# Comparing odds ratio of sample to odds ratio of population?

How would one compare the odds ratio of a sample to that of the odds ratio of its source population? For instance:

I have child murder records/data from mortuaries for a geographical area (my "population"). Let's say I use a regression model (e.g. Poisson) with a regressor variable: race of child (black vs white), and I calculate that odds of child being black is 1.14 vs white.

Now I do the same exercise but for newspaper coverage in the same geographical area and time period, and end up with odds of black child murder being reported is 0.74.

If I theoretically subtract the crime coverage OR (0.74) from the epidemiological OR (1.14),I should get an estimate of media undereporting. But given that my two samples are dependant and non-parametric, how would I go about doing this?
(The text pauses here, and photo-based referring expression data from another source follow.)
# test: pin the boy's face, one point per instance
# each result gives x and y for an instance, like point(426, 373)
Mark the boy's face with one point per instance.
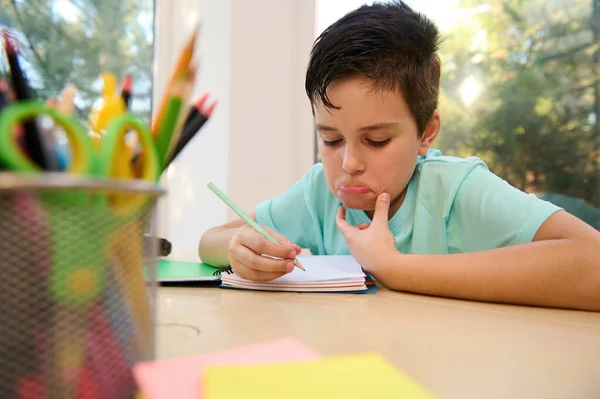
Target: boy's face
point(370, 145)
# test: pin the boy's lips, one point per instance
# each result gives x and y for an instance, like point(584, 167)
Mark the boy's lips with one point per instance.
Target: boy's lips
point(354, 190)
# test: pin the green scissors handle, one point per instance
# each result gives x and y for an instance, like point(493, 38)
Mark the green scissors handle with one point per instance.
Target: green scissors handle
point(11, 153)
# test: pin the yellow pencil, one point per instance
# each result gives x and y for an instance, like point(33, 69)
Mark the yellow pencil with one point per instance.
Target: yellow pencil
point(182, 67)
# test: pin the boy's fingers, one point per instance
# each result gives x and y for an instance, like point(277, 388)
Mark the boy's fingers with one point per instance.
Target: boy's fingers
point(382, 208)
point(250, 259)
point(340, 221)
point(283, 240)
point(261, 245)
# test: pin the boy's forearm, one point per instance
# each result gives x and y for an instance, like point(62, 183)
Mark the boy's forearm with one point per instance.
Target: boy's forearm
point(556, 273)
point(214, 246)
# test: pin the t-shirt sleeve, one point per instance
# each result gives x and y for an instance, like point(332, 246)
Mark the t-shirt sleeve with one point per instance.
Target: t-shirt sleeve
point(292, 213)
point(489, 213)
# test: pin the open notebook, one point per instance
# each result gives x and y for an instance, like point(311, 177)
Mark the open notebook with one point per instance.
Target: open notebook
point(330, 273)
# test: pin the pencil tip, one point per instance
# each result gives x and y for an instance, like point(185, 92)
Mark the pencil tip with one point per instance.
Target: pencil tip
point(208, 112)
point(200, 102)
point(9, 43)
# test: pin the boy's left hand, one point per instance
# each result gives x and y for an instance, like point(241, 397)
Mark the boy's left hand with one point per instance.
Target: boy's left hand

• Hmmm, so should I follow Frank's or Peter's advice? @Frank would you explain a bit further as to how one would go about calculating the ratio of the odds ratio please? – The_Dude Oct 20 '14 at 22:00

1. When your 2 data sources are linked. This means for every child murder cases, you know whether it was reported or not. In this case, create a response variable $y_i$ and let $y_i =1$ if the $i$th murdered child was reported in the news and $y_i =0$ if unreported. You then use logistic regression with $y$ as response variable and race as your covariate. The odds ratio of race would be what you need.